If your point is that teams only get to start their best 20% of the time, well…what’s unfair about that? Are there teams out there who don’t, who have pitchers who throw 162 games a year? Assuming not — assuming *everybody* can only throw their best guy out there 20% of the time — that actually sounds like the definition of “fair” to me.

buford

Your first sentence states that you only disagree with my scheduling thoughts upon which we’re going to have to agree to disagree.
But your last paragraph also disagrees with my other thought this time on “20%/80% unfairness.”
“If your point is that teams only get to start their best 20% of the time, well…what’s unfair about that?..”
That not my point.
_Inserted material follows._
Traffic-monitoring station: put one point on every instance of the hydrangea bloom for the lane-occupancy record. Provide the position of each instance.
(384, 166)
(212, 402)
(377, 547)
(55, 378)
The point is how often (or not) do other teams have to face these “20% pitchers” as compared to their rivals. And what effect, if any, does this potential “unfairness” have on a team’s overall record.

billtpa

well, I didn’t disagree with any of the facts. My only point was that baseball is very far from the “unfairest” sport. And I don’t think the 20% thing really has anything to do with fairness on the league level, since it’s randomly distributed and doesn’t necessarily disproportionately affect certain teams the way, say, everything about football does.
Anyway, even if you’re just talking about which team gets the short end of the stick from random chance in a given season, I doubt it ever makes much of a difference. There are too many other factors in baseball, which lead to things happening like the Sox going 4-0 against Greinke or the Indians a few years ago going 5-0 against Santana, for stuff like that to make all that big a difference.

ricksch

Josh Fields signs a minor league deal with the Pirates. All I could think to say is that the pot has finally found the lid. Not to be cruel but this guy has been on the slippery slope since he flashed a bit of pop back in 2007. His glovework is positively Teahen-esque if not (somehow) worse and he strikes out too much. Maybe now that he’s had the back surgery he’ll improve?

ricksch

You’re probably right. Unfortunately, I know something about back pain and once someone resorts to back surgery, well, you never really “heal” and it’s likely you’re going to get worse sooner or later. In these sort of cases, I think these guys are largely buying time — and it can seem to be worth it when the stakes are this high. Too bad for the guy. Hope he saved some money.
Speaking of Sox’ busts, BA is now in the Yankee org.

dalton

Isn’t BA there as a pitcher?
And you’re right about back pain. Avoid surgery at all costs (try palliative measures like chiropractic care, deep tissue massage, or even rhizotomy, where they burn out the nerves in the vertebrae – I’ve had this done).
I feel for Crede. Literally. He tried to tough it out as long as he could. The back is so tricky, even a sneeze can wreck a balky back.

Shinons
bigfun

“But in the words he used, ‘I feel normal.'”
might be nice if we not take this guy at his word for a little while

bigfun

Pete Rose Jr. to manage Bristol White Sox affiliate
Sorry if this was already posted and I missed it.